残雪は見た目より硬く、アイスバーンになっていて、いったん滑り
落ちると、スピードが増しスケートで滑るようにどんどん落ちて行きま
した。
「このままだときっと死ぬなぁ~遭難者になるかもしれない~」
滑り落ちながらそういうことが頭をよぎっていました。
硬くなった雪の凸凹に腰や背中を打ちつけられていましたが、何と
か滑落を食い止めなければと思って全身をばたばたさせて足には
いたアイゼンでブレーキをかけました。そうすると、雪が溶けて少し
草が密集していているところで止まったのです。下をみると、谷川が
流れていて音がゴーゴーと聞こえています。相当下まで落ちたんだ。
しばらく、そこで横たわっていました。しかしながら頭の中では
「私は死ななかったんだ・・・でも、ここはどこなんだろう?家に帰れ
るんだろうか?」と思って倒れていました。

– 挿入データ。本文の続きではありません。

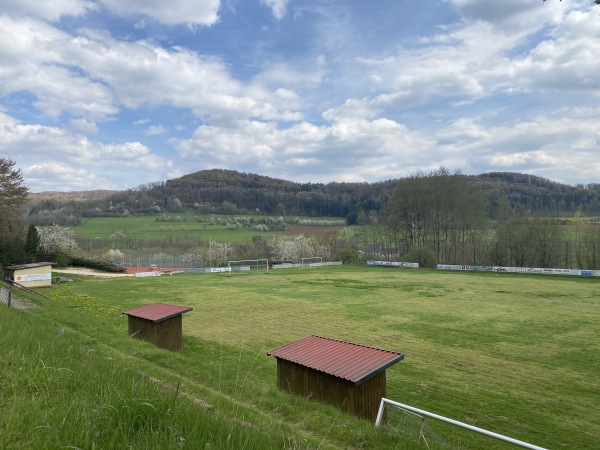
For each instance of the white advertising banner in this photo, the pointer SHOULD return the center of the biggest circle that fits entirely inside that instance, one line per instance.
(33, 277)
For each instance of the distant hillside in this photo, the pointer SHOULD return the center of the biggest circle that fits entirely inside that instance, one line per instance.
(531, 195)
(230, 192)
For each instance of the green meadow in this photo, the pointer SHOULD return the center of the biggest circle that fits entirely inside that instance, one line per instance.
(186, 225)
(513, 354)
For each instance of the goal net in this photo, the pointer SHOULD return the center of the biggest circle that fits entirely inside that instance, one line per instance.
(315, 261)
(402, 424)
(248, 266)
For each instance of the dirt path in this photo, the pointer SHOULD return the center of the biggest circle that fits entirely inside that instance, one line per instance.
(90, 272)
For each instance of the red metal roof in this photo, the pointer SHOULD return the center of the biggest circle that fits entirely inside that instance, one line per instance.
(157, 312)
(352, 362)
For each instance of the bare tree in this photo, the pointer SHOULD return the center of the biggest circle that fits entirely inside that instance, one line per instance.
(13, 196)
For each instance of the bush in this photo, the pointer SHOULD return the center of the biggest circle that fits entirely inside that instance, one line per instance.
(423, 255)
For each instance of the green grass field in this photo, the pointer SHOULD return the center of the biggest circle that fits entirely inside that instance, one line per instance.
(190, 225)
(514, 354)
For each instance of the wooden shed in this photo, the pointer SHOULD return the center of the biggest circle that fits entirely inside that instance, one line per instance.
(349, 376)
(158, 323)
(29, 275)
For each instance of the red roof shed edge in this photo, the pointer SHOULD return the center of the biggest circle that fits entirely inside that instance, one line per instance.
(368, 376)
(170, 316)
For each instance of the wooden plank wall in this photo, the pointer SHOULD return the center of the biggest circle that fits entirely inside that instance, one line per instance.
(361, 400)
(167, 334)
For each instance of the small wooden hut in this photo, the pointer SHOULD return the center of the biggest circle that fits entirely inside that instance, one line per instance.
(349, 376)
(158, 323)
(29, 275)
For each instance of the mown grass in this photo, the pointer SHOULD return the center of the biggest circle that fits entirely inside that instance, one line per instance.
(514, 354)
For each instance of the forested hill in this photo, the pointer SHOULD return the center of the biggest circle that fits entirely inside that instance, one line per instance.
(531, 195)
(231, 192)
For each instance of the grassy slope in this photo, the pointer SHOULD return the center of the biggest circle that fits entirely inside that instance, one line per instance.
(514, 354)
(148, 227)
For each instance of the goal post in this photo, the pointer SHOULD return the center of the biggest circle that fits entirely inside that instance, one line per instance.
(314, 261)
(248, 265)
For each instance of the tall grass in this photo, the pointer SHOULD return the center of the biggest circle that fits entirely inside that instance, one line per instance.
(60, 390)
(515, 354)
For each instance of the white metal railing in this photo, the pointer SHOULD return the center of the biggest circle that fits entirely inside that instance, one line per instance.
(453, 422)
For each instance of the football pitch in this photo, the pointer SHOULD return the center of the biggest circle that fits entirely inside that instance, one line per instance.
(514, 354)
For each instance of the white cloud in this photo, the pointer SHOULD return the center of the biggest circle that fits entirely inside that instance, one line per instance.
(278, 7)
(83, 126)
(174, 12)
(50, 155)
(155, 130)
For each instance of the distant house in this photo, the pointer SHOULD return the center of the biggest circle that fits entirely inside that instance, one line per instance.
(29, 275)
(349, 376)
(158, 323)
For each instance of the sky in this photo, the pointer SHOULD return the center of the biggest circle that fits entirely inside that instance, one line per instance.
(117, 94)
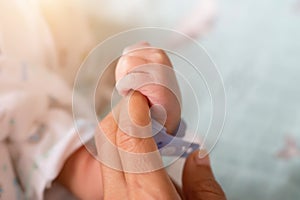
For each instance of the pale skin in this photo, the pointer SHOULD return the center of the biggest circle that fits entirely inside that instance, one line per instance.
(87, 178)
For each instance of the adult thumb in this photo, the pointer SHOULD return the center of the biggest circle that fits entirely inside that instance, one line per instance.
(198, 181)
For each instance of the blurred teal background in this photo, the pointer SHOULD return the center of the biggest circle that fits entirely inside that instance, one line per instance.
(256, 46)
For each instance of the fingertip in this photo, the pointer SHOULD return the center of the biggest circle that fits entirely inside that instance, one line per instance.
(201, 158)
(136, 46)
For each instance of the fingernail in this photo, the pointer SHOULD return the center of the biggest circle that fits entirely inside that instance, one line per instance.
(135, 46)
(201, 158)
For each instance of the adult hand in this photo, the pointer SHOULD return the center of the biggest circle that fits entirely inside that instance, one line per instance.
(120, 182)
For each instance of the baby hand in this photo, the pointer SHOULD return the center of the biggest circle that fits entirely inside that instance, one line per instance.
(142, 56)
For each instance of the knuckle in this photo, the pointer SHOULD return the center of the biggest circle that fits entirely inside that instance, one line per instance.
(203, 189)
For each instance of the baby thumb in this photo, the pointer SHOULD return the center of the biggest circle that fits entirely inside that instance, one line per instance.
(198, 181)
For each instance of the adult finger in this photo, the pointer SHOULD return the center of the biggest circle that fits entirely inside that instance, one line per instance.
(112, 174)
(198, 180)
(144, 173)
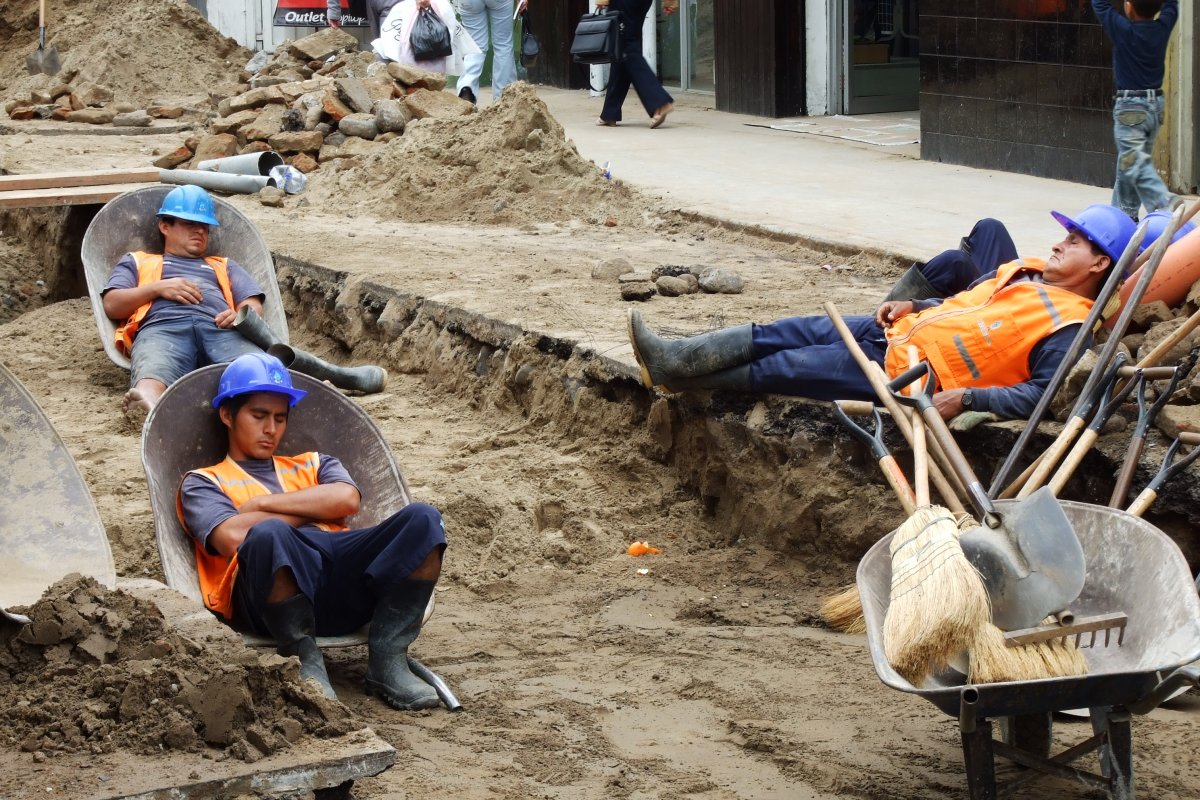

すると・・・
「おーい!おーい!大丈夫か?」という声が聞こえてきました。
「はーい、大丈夫です!でも山道までどうやって戻ったらいいかがわ
かりません」と返事しました。
「僕が迎えに行くので、待っていてくださ~い」
体を起して音のするほうを見ると、一人の男性が長い木の枝を杖に
して、ななが転がっていた場所まで迎えに来てくれました。
その男性の誘導で山道まで戻ることができました。その方はななが
落ちて行くのを見て助けに来てくれたのでした。
「お友達が下山してくるのをここで待っていなさい」と言い残して、
その方は一人で下山していかれました。
しばらく待っていると泣きながら下山してくる友人と無事合流すること
ができました。友人はななが遭難したか、死んだのではないかと思
って、泣きながら下山してきたそうです。
幸い、リュックは背負ったままでしたし、体も打撲程度で骨折もな
く、なくしたものは手袋と帽子と杖だけでした。
今思えば、あの時遭難したか死んでいたら、ニュースで報道される
ところだったと思います。そして助けに来てくれたあの男性はどなた
だったでしょうか?名前も聞かず、顔も覚えていません。お礼も言っ
たかどうか記憶がありません。自分のことばかり考えていて余裕も
なかったのです。
登山は素晴らしいですが、危険が伴うということを肝に銘じました。